Dive Brief:
- SpotOn, a cloud-based payments system that caters to restaurant and retail merchants, closed on $125 million in a round of fundraising last week, the software company said in a May 26 press release. Silicon Valley stalwart venture capital firm Andreessen Horowitz led the round with participation from other SpotOn investors as well.
- The San Francisco-based company, which focuses on small and mid-sized businesses (SMBs), has raised $325 million in total now and plans to use the latest injection of capital to penetrate larger metropolitan markets, among other aims, SpotOn Co-CEO Zach Hyman told Payments Dive. Among its 30,000 current business clients are local companies including Mile High Spirits club in Denver and Northeast Auto Imports in Hudson, New Hampshire, according to the company's web site.
- The company competes with Toast on the restaurant side and Square on the retail side, but views the slew of businesses without any cloud-based payment system as the big market opportunity. "It is an extremely competitive space, and we knew that when we founded the company in 2017, but we created our company to be different," Hyman said in an interview. "We're taking clients off of legacy platforms and moving them to cloud-based platforms."
Dive Insight:
SpotOn offers a package of software services that lets the merchant connect its point-of-sale (POS) hardware and cloud-based payments processing, as well as an a la carte menu of other services including reservations, online ordering, data analysis, and marketing services. About 95% of the company's customers have a store-front.
The company's edge is in not requiring merchants to sign long-term contracts, Hyman said. Merchants pay a flat fee per credit card swipe that is 1.99% of the transaction plus 20 cents, or 2.99%, plus 20 cents for corporate, international, American Express or keyed cards. Its basic monthly platform cost is $25, but that rate rises with additional services.

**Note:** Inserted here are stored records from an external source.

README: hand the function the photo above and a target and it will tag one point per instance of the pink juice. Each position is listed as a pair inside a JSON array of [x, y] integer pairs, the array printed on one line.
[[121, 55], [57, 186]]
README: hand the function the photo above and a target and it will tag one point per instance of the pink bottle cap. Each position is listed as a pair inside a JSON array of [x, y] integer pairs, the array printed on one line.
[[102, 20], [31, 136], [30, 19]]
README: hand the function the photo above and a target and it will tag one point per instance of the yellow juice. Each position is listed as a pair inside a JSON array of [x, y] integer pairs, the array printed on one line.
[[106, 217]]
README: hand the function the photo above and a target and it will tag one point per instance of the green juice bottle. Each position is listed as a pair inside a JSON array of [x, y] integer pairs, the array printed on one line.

SpotOn will process your credit cards for less, or maybe slightly more, than competing services, but the hope is that customers see how the company's services are more valuable to their business, Hyman said in the interview last week.
SpotOn is mainly focused on the U.S. market for the moment, but also has a pocket of clients in Mexico City and plans to expand in the southern neighbor as well as Canada, Hyman said. SpotOn has about 1,200 employees working from four cities in the U.S., including Chicago, Detroit and Denver, in addition to its headquarters in San Francisco, plus two international locations, Mexico City and Krakow, Poland.
Although Square is a direct competitor of SpotOn, that bigger rival is aiming to target larger retailers in the market, according to comments made during Square's first-quarter earnings call.
To help the company grow, SpotOn purchased the reservation management technology company Seatninja last year. As for more acquisitions, Hyman said: "We're always looking for companies to partner with or acquire. It's always a question of build versus buy."
SpotOn didn't go looking to raise money before the latest round of fundraising. Rather, Andreessen Horowitz professionals, who knew some of the company's existing investors, got in touch with SpotOn management. There was no reason for a road show or pitch to a dozen investors — the only conversation was with Andreessen Horowitz and the whole fundraising took a couple months, Hyman said.
At the moment, the company has no immediate plans to sell stock to the public as a means to keep growing, Hyman said. "Fortunately, investors aren't pushing us for liquidity," he said. "We're sitting on a very healthy balance sheet right now." Where the company is at right now with respect to capital, gives it options. "We love optionality," he said.
The company is now valued at about $1.88 billion, based on the latest round of fundraising, SpotOn said in the press release.
Correction: The story has been corrected to note that the basic monthly SpotOn platform cost is $25.